List available locales

Next, you can list the available locales on your system using the locale command accompanied by its option -a. -a is short for –all-locales:

Listing 3: Show available locales

$ locale -a C C.UTF-8 de_DE@euro de_DE.utf8 en_US.utf8 POSIX $ —-

Listing 3 contains two locale settings for both German (Germany) and English (US). The three entries C, C.UTF-8, and POSIX are synonymous and represent the default settings that are appropriate for data that is parsed by a computer program. The output in Listing 3 is based on the list of supported locales stored in /usr/share/i18n/SUPPORTED.

Furthermore, adding the option -v (short for –verbose) to the call leads to a much more extensive output that includes the LC_IDENTIFICATION metadata about each locale. Figure 1 shows this for the call from Listing 3.

In order to see which locales already exist, and which ones need further help to be completed you may also have a look at the map of the Locale Helper Project [20]. Red markers clearly show which locales are unfinished. Figure 2 displays the locales for South Africa that look quite complete.

Show available character maps

The locale command comes with the option -m that is short for –charmaps. The output shows the available character maps, or character set description files [16]. Such a file is meant to “define characteristics for the coded character set and the encoding for the characters specified in Portable Character Set, and may define encoding for additional characters supported by the implementation” [16]. Listing 4 illustrates this with an extract of the entire list.

Listing 4: Character set description files

$ locale -m ANSI_X3.110-1983 ANSI_X3.4-1968 ARMSCII-8 ASMO_449 BIG5 BIG5-HKSCS … $ —-

Show the definitions of locale variables

Each variable used for a locale comes with its own definition. Using the option -k (short for –keyword-name) the locale command displays this setting in detail. Listing 5 illustrates this for the variable LC_TELEPHONE as it is defined in a German environment – the phone number format, the domestic phone format, the international selection code as well as the country code (international prefix), and the code set. See the Locale Helper Project [20] for a detailed description of the values.

Listing 5: The details of LC_TELEPHONE

$ locale -k LC_TELEPHONE tel_int_fmt=“+%c %a %l” tel_dom_fmt=“%A %l”
int_select=“00” int_prefix=“49” telephone-codeset=“UTF-8” $ —-

Changing the current locale

The knowledge regarding the locale becomes necessary as soon as you run a system that comes with a different locale than you are used to – for example, on a Linux live system.
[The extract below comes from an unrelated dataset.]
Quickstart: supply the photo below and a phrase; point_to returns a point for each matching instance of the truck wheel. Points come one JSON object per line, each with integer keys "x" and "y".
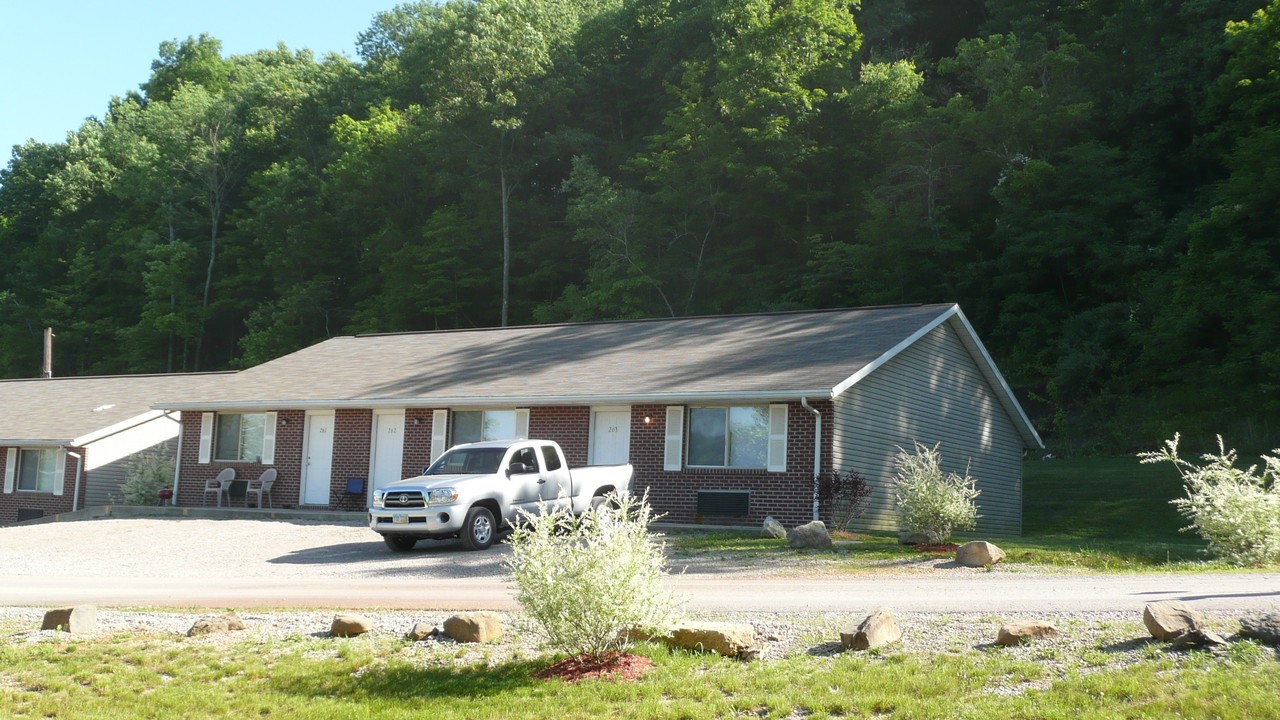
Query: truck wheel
{"x": 478, "y": 528}
{"x": 400, "y": 543}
Changing the locale can be done in two ways – reconfiguring the Debian locales package [19], and adding the required locale using the command locale-gen. For option one, running the following command opens a text-based configuration dialog shown in Figure 3:

# dpkg-reconfigure locales

Press the space bar in order to choose the desired locale(s) from the list shown in the dialog box, and choose “OK” to confirm your selection. The next dialog window offers you a list of locales that are available for the default locale. Select the desired one, and choose “OK”. Now, the according locale files are generated, and the previously selected locale is set for your system.

For option two, generating the desired locale is done with the help of the command locale-gen. Listing 6 illustrates this for a French setup:

Listing 6: Generating a French locale

locale-gen fr_FR.UTF-8
Generating locales… fr_FR.UTF-8done Generation complete. # —-

In order to use the previously generated locale as the default one, run the command in Listing 7 to set it up properly:

Listing 7: Manually setting the locale

# update-locale LANG=fr_FR.UTF-8

As soon as you open a new terminal session, or re-login to your system, the changes are activated.

Compile a locale definition file

The command localectl helps you to manually compile a locale definition file. In order to create a French setting run the command as follows:

Listing 8: Compile a locale definition

# localedef -i fr_FR -f UTF-8 fr_FR.UTF-8


Understanding locales can take a while as it is a setup that is influenced by several factors. We explained how to figure out your current locale, and how to change it properly. Adpating the Linux system to your needs should be much easier for you from now on.